Effectivement, dans mon cas, j’ai préféré accepter de m’abandonner sans support rationnel ni fondement scientifique à ce Dieu qui d’après sa parole m’a toujours aimé et cela même avant que je vienne à l’existence, malgré ma formation et ma personnalité plutôt cartésiennes. On parle souvent de saut de la foi, j’apprécie plus de parler d’une histoire d’amour.
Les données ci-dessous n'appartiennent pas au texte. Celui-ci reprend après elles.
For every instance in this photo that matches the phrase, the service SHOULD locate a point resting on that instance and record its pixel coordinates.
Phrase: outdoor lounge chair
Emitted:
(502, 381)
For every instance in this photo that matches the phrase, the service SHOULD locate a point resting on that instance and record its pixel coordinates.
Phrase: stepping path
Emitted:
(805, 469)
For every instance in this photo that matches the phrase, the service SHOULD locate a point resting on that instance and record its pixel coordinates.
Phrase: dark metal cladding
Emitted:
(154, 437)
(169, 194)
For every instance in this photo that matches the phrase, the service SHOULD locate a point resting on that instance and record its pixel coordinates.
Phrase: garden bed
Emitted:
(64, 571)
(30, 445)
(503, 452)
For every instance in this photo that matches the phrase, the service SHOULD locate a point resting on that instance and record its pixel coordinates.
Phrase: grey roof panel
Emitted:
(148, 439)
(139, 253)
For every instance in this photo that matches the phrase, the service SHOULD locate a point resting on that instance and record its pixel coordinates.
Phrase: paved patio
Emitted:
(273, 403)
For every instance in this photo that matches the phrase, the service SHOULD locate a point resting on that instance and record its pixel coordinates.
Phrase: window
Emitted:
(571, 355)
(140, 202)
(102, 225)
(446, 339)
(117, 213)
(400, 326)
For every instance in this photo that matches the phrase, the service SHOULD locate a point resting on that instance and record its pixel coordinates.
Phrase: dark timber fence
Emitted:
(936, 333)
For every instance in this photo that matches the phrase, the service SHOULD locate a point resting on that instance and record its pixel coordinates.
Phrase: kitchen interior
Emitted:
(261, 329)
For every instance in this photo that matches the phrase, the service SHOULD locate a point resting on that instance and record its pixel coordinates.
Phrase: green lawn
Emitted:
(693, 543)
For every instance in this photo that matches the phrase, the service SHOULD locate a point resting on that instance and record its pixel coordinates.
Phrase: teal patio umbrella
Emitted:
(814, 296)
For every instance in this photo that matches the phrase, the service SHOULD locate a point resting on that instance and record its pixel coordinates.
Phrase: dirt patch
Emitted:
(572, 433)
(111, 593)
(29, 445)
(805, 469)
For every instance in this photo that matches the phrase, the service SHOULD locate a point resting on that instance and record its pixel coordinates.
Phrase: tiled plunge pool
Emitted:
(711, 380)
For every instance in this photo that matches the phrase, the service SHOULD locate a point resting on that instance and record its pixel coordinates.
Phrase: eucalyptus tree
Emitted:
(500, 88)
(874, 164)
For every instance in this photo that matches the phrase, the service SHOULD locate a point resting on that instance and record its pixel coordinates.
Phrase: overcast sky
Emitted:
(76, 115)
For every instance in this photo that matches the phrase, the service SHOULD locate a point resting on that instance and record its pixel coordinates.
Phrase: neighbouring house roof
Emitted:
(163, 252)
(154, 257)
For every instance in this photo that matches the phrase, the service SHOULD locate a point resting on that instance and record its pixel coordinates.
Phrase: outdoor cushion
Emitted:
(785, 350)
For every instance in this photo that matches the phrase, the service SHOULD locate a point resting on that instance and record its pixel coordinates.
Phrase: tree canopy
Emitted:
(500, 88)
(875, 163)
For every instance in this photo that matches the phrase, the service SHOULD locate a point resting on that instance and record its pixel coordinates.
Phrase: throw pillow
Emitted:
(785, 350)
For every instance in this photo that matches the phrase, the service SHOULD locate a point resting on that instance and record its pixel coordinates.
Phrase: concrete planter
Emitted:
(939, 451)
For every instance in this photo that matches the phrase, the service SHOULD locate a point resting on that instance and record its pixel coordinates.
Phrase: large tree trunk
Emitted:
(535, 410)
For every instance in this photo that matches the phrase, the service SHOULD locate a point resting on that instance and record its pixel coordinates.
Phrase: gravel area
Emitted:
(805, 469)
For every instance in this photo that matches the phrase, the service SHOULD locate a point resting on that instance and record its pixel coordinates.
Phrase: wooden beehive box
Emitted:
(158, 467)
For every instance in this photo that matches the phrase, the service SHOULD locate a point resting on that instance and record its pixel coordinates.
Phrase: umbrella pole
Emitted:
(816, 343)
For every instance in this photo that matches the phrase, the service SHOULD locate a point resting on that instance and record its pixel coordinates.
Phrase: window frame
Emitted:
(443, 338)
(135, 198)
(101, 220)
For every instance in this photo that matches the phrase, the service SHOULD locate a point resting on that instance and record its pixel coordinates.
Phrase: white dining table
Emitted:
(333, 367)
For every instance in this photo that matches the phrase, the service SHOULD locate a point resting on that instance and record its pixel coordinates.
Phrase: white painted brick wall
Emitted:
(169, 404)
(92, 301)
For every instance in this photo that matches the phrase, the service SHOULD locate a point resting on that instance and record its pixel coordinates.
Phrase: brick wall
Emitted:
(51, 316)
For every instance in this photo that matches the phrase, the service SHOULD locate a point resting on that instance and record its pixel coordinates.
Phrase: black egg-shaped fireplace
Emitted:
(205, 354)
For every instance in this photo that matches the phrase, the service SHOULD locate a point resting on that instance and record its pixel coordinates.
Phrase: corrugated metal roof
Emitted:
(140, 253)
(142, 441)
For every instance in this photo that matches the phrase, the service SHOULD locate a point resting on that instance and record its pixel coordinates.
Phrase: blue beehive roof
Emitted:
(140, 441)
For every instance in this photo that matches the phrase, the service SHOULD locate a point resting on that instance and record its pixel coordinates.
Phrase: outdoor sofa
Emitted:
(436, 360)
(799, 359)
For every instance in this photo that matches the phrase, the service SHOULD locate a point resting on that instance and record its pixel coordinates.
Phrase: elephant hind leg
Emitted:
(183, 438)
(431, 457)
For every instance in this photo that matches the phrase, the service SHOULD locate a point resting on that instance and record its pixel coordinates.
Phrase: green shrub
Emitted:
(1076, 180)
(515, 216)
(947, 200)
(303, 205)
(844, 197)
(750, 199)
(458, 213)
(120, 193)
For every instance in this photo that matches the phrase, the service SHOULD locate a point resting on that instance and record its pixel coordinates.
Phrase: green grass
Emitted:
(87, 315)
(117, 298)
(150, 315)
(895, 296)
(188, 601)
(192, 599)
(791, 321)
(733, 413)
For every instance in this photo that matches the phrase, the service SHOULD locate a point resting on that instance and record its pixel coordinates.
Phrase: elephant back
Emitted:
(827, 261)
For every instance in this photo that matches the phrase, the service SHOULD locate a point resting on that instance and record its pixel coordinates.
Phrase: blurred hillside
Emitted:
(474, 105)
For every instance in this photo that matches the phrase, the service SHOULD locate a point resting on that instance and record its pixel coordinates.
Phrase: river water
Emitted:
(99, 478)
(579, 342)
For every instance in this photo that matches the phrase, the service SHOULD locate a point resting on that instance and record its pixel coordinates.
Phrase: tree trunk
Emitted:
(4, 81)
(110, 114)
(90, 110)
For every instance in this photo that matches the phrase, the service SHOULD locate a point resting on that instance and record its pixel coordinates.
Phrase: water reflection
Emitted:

Même si ça y ressemble sur certains aspects je ne pense pas à une romance mais plutôt à un amour filial, cela pour différentes raisons qu’on peut principalement trouvées dans la Bible. En fait, on peut y lire une définition aussi bien précise que déconcertante de la foi : « c’est une ferme assurance des choses qu’on espère, une démonstration de celles qu’on ne voit pas ». Pendant longtemps, ces quelques mots m’ont perturbé, bloqué, perdu même, pourtant il s’agit de quelque chose d’assez simple en somme, et c’est encore dans le même livre, quelques pages avant, que Jésus donne l’un des indices les plus importants qui permet de percer le mystère de cette phrase. « Laissez venir à moi les petits enfants, et ne les en empêchez pas ; car le royaume de Dieu est pour ceux qui leur ressemblent. Je vous le dis en vérité, quiconque ne recevra pas le royaume de Dieu comme un petit enfant n’y entrera point » disait-il à ses disciples avec fermeté. C’est quand on accepte enfin, de revenir à cet état infantile de confiance, de dépendance et même de vulnérabilité qu’on peut embrasser tout le sens de cette définition et par la même occasion commencer le merveilleux voyage que Dieu nous propose de faire avec lui. Celui au cours duquel il nous rend en fin de compte plus fort, moins dépendant des choses de ce monde, et toujours plus assuré de sa présence bienveillante.

Il ne s’agit plus de l’absolue importance de nos choix, nos désirs, notre volonté, mais de quelque chose de plus grand – et bien plus beau.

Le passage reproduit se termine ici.